Logic and critical thinking seem to go out the door when we have to face the consequences of our actions or the actions of others.

Today I sit at my desk not wanting to be here, the guilt I had rationalized away as a working mom is working overtime on my psyche and emotions. My housekeeper has hung up on me, my ex-husband is refusing my calls, my kids think I'm nuts....they've moved on, I cannot, yet.

I've finally coordinated my schedule enough to attend two classes one night a week, mind you this is no mean feat, with three kids, a housekeeper just can't seem to work overtime, and an ex-husband who, in marriage, never had time for a family, and in divorce has all the time in the world, unless I have something planned.

Hard work, more hard work, and more hard work, had allowed me to move my family to a more rural suburban area, the price is a long commute, the perks is a relatively low crime rate, but an increasing rate of teen-on-teen violence, fresh air, and a community sports organization as well as outreach programs for at risk children my ex and I have built and maintained for the last 7 years. We became complacent.
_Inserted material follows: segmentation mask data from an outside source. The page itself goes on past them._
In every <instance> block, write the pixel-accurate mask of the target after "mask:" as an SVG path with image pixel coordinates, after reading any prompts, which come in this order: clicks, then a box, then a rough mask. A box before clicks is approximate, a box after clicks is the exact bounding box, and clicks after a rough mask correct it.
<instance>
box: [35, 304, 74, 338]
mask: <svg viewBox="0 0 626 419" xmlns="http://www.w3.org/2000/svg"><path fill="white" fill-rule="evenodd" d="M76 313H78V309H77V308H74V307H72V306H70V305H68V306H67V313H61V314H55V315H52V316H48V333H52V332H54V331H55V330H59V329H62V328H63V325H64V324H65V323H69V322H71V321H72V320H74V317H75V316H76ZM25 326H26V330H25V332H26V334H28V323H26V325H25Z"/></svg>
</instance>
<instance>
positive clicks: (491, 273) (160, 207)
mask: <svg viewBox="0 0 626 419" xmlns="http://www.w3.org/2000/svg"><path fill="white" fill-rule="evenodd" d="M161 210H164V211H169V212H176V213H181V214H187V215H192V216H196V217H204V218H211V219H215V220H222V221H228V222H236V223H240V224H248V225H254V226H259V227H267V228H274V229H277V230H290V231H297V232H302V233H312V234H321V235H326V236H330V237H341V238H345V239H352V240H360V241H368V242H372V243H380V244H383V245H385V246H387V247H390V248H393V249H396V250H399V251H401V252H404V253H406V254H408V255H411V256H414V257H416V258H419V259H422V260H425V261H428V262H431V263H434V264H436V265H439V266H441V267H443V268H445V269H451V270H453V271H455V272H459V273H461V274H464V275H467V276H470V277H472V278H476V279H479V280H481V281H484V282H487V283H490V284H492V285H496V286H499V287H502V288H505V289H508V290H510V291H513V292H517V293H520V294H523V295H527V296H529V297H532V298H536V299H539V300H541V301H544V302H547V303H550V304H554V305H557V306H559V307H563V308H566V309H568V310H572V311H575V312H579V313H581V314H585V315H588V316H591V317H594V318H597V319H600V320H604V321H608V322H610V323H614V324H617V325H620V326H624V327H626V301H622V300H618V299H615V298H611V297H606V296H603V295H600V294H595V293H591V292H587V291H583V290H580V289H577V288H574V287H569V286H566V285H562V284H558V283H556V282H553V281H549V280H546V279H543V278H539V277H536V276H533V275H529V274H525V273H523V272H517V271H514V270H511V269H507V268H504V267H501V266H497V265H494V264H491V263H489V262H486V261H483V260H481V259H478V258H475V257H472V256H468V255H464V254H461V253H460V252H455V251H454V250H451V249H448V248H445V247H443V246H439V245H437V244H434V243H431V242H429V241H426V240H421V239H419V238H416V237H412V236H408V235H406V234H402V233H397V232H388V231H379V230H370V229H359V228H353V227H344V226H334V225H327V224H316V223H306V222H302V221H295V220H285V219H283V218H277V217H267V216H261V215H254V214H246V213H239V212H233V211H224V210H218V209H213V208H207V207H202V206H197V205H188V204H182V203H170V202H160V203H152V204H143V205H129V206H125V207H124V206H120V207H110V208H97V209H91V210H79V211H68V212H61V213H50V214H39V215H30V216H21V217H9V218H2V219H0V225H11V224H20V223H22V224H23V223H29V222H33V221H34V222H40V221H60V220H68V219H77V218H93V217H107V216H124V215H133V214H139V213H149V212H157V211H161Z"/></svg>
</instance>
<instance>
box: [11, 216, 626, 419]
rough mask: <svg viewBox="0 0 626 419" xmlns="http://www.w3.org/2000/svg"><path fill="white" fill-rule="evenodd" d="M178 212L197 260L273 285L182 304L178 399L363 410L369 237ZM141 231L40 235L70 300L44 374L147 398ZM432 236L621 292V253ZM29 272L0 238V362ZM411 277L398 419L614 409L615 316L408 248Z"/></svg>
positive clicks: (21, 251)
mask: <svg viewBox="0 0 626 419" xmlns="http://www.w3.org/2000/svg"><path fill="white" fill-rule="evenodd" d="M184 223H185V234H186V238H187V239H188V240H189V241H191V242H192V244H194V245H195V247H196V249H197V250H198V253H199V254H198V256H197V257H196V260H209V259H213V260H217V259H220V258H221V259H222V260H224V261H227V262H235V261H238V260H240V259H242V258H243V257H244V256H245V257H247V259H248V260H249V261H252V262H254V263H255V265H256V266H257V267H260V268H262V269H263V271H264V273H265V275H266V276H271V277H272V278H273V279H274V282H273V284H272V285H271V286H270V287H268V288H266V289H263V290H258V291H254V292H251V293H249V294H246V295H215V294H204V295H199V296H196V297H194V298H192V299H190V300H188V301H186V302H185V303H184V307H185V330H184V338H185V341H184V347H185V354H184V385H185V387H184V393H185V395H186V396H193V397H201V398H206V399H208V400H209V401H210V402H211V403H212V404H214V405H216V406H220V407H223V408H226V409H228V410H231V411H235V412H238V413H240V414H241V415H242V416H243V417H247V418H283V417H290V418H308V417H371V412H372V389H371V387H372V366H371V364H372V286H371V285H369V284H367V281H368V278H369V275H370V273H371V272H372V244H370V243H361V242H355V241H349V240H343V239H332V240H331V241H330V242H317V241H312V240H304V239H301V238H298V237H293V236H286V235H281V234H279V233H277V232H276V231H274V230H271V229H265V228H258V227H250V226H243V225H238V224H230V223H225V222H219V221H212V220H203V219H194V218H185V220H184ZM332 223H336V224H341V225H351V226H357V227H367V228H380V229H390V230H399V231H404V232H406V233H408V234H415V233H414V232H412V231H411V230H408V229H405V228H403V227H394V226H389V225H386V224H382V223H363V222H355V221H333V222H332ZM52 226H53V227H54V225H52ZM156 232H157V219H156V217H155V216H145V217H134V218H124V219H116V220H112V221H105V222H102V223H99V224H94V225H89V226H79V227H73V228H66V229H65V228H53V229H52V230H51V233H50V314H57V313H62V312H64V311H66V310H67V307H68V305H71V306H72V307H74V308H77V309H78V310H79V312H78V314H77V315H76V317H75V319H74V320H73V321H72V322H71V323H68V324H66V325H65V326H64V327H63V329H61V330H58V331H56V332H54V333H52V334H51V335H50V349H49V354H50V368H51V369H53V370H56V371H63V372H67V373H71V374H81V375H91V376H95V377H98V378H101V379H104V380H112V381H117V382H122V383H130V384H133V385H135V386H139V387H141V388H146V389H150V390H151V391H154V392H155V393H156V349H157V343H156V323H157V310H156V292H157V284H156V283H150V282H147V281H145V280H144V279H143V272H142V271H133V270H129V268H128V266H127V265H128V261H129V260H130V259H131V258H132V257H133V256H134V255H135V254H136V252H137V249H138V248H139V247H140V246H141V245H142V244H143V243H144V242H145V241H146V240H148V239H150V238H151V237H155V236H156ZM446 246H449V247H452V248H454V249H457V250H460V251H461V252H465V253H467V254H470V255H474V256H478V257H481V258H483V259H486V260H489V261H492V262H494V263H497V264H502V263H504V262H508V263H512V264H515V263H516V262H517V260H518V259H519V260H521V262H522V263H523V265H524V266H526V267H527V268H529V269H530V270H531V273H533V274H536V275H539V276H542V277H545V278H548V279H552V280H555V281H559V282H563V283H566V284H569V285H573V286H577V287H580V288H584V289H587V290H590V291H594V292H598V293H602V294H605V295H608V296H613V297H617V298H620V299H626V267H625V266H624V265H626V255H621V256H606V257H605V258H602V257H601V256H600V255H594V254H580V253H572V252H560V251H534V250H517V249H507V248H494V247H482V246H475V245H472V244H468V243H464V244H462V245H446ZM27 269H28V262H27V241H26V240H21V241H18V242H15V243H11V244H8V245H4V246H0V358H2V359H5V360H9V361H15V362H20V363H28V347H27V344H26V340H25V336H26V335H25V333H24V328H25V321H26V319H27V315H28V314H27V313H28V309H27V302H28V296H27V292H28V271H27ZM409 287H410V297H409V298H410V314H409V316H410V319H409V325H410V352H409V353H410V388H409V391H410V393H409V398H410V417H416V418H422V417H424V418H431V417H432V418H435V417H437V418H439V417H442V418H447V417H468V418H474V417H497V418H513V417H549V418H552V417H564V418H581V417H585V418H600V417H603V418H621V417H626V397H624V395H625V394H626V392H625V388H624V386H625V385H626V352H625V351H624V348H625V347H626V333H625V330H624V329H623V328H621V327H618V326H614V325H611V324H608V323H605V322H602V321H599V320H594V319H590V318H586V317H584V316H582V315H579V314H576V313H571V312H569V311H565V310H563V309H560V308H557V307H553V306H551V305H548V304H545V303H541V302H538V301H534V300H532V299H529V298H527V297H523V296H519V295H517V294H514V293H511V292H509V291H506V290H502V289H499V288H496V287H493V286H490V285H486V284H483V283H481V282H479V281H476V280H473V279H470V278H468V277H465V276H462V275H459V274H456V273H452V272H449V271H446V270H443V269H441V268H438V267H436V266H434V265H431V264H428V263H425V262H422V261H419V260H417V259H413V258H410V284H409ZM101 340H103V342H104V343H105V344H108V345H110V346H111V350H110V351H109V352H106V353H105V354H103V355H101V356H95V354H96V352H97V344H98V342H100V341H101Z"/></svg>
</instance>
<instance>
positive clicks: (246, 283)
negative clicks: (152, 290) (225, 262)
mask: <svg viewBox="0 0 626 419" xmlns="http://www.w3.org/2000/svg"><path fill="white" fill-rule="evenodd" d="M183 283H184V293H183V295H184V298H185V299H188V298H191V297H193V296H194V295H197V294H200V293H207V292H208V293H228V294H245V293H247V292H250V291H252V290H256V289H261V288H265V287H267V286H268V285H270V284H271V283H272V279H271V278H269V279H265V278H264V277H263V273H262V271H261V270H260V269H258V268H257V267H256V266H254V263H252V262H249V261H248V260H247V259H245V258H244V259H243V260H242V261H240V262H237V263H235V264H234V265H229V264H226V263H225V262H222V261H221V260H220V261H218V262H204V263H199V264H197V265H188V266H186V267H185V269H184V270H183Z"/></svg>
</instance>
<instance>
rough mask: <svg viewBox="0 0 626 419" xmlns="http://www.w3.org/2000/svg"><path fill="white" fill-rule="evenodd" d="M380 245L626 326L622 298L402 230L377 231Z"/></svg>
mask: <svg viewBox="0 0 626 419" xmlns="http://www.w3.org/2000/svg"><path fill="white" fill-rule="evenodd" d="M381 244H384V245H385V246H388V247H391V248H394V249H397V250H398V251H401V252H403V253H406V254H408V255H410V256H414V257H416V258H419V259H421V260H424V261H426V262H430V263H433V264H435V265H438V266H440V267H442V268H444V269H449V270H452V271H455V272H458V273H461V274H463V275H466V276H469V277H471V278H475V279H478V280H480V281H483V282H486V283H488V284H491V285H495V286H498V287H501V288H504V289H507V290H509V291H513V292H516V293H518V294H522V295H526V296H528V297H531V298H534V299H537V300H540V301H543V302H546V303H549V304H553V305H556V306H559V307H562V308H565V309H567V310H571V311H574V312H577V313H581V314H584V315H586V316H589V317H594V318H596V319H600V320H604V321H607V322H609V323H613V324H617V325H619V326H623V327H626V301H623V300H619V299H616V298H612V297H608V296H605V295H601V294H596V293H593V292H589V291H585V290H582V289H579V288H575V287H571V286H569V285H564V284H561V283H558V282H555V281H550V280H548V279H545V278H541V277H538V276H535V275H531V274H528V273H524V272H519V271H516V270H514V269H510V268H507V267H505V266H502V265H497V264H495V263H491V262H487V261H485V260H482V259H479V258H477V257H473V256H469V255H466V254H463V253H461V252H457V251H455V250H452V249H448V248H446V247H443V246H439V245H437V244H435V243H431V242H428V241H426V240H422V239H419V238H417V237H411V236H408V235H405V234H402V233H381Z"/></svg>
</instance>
Last night my children witnessed violence, not the violence of Yosemite Sam going after that Rascally Rabbit, or the streetchase of an Steven Seagal movie, real violence, real guns, real bullets, real flesh being penetrated.

You would think a local high school sporting event would be relatively safe venue for families and kids to be at, less than 500 yards away, young men were taking revenge for an act perceived or otherwise on another young man, while my son was walking back from the snack bar to get his sisters some gummy bears.

Gunshots disrupted an event where there competion was not for territory but for a blip in the local paper, maybe a picture..... What does a parent who is out on there field coaching kids is to do? Protect the children he is coaching or the protect his own children watching in the stands? Or protect his child who is in the line of fire?

What does my friend do? Try to protect her friend's children that she brought to the event? OR try to prtect her child that is competing on the field?

What I am to do?

Everyone came home safe, the daughters were bathed and put to bed, the 4 year old complaining about everyone screaming and crying and that my friend "smothered her" and that she never did get her gummy bears, the 5 year old complained that daddy squeezed her too tight, the friend was reassured, the young boy was allowed to tremble and cry while I held him, the ex-husband fell asleep on the couch after consuming three wine coolers (wimp)...and I got very little sleep last night.

To some this a everyday occurrence, met with smug acceptance or helplessness, I am no stranger to crime or violence, having lived a life drug use and incarceration.

I have rationalized that this was an isolated case, that no matter where you live you cannot get away from it, that for every child that we've managed to take into our homes, feed, clothe and get help for there are many more that we may not get to, that being a full-time mom will make very little difference. I've even rationalize that the 14 year old boy that my son get shot down like a dog, that I could not do anything about. But i don't want to be here, I want to be home.

Our neighbor a sheriff came over and questioned my son this morning, my son had very little to offer as to details as he saw the boy get killed and not the actually shooters his back was turned as they had already caught the young men who fired the shots, The Grant Hill sneaks that were being held as a reward for a good report immediately went on his feet this morning.

The kids had gummy bears over yogurt for breakfast, The ex had a bit of the hair of the dog and went to work, and so did I.

But I don't want to be here, I want to be home.